The advantages to this visionary plan are multiple. The transition from an industrial economy to a service economy has been well-documented. But where is a student to turn if the poorly paid service sector is not terribly appealing?

The answer: to sciences and technology, where new fields are rapidly developing and where educated talent is in demand.

And teenagers who can earn a degree or certificate at an earlier age can enter the workforce and start gaining valuable experience while their competition for future jobs are still sitting in college classrooms.

And if this weren’t enough of an incentive, the program will pay tangible rewards in dollars and cents.

We fear for the future of education, as the costs at traditional four-year schools have skyrocketed beyond the reach of many American families. And students who do attend these schools frequently exit with crippling student loan debt.

Not only are community colleges cheaper to begin with, but high school students who enroll in middle college can receive tuition discounts that can range from 50 percent to 100 percent.

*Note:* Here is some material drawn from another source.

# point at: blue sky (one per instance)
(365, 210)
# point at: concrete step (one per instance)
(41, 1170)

Many parents, with good reason, live in fear of college costs, and the poor economy of the last decade made it harder to save toward those costs.

So this should be welcome news for families that had doubted their ability to pay for higher education. It is also an incentive for middle school and early high-school students to take their studies seriously so they are prepared to take advantage of this excellent deal.

The program will start small, but we expect it will grow significantly in a short amount of time. The current model of four-year degrees achieved only at a monumental cost simply cannot last.

We applaud Altieri and Wilcox for staying ahead of the curve and initiating what is truly a great public educational service for the families of Washington County.